Hey NYTs, there is a big difference between harassment and criticism

I’ve been an amateur Times-ologist for a few years and I can’t remember the Paper of Record ever putting out a formal press release simply because one of its reporters suffered a little ribbing. But that’s what just happened this week:


Dramatic! All of this comes in response to a one-minute segment in which Tucker Carlson ribbed middle-aged Times TikTok reporter Taylor Lorenz for a hyperbolic tweet. I don’t know in what legal, moral or journalistic universe what Carlson did can be described as “harassment” rather than “criticism” (or “mockery”).

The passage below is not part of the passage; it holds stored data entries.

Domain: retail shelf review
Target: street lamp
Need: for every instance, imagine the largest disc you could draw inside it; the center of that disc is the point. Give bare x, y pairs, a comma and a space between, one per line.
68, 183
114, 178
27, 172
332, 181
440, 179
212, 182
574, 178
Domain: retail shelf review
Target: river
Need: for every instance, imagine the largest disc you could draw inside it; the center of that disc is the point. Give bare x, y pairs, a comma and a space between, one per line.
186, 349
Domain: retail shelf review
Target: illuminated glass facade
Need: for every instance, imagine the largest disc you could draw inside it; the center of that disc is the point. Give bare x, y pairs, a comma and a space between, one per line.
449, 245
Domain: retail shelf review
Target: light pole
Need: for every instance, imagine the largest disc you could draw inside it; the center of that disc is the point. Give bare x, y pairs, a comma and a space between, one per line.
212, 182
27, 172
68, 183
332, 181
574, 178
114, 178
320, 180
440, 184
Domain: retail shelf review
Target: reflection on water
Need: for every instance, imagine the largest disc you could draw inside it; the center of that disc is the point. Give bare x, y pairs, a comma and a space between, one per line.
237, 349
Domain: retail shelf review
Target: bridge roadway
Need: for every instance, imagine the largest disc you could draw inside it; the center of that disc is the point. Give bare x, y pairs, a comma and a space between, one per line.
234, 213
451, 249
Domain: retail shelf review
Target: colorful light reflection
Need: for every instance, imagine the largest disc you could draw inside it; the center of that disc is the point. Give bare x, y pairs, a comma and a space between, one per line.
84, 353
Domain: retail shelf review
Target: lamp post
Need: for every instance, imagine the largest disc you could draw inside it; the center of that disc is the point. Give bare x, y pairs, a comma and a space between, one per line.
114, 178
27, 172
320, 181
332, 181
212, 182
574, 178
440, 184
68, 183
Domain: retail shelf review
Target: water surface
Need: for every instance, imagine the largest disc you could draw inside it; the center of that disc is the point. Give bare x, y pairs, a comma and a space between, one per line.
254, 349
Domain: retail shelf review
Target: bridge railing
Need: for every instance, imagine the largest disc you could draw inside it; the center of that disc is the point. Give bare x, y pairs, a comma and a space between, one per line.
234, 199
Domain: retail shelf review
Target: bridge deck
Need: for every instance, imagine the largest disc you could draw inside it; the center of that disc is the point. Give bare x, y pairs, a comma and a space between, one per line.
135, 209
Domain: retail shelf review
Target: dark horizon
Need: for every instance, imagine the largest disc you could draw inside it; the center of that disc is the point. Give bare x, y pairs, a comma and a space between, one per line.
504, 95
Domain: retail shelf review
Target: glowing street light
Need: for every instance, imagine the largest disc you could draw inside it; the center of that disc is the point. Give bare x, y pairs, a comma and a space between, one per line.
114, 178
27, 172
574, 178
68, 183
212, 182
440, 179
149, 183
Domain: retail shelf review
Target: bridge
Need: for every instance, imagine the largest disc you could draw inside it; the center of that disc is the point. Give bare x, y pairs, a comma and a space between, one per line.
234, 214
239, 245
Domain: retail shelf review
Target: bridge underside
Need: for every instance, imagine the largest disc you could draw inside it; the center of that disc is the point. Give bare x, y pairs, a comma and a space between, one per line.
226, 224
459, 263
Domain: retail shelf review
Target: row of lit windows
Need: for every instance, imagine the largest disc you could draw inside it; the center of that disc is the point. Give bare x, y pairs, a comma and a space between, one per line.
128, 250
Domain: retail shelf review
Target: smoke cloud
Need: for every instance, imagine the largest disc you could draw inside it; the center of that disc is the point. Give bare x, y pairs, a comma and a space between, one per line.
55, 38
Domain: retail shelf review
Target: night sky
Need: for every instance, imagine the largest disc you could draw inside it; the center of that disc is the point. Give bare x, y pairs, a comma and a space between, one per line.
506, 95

Carlson sarcastically mocked a tweet Lorenz wrote in which she said “a harassment and smear campaign has destroyed my life.” Even before the Times issued the above statement, Glenn Greenwald noted that Lorenz typifies “a toxic tactic now frequently used by wealthy and influential public figures (like her) to delegitimize criticisms and even render off-limits any attempt to hold them accountable. Specifically, she and her media allies constantly conflate criticisms of people like them with ‘harassment,’ ‘abuse’ and even ‘violence.’”

What I don’t understand is what governing principle is at work in the Times‘ decision to issue this statement. I am friends with a Times reporter, for instance, and I know that truckloads of vitriol get dumped on her every day. If it were Times policy to issue a statement defending my friend every time someone says something rude about her, they’d have to hire 45 communications professionals just to do that. Maureen Dowd, over the years, has taken as much abuse as 20 Taylor Lorenzes.

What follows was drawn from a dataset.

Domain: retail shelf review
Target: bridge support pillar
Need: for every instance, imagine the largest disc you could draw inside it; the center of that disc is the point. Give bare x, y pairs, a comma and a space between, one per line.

All Times reporters and columnists get criticized, very often by prominent people, very often by prominent people on television. (Maybe the women writers get harassed more, but I have no data to support that.) What is the policy at work in the Times communications shop? Now that they’ve publicly rushed to the defense of Lorenz, are they going to defend every reporter who gets criticized or mocked? Is it Times policy to defend only reporters who get mocked on Fox News Channel? Or only reporters who get mocked by Tucker Carlson? How about only reporters who get mocked by Tucker Carlson for more than 30 seconds? What prompted this extremely unusual action by the Times?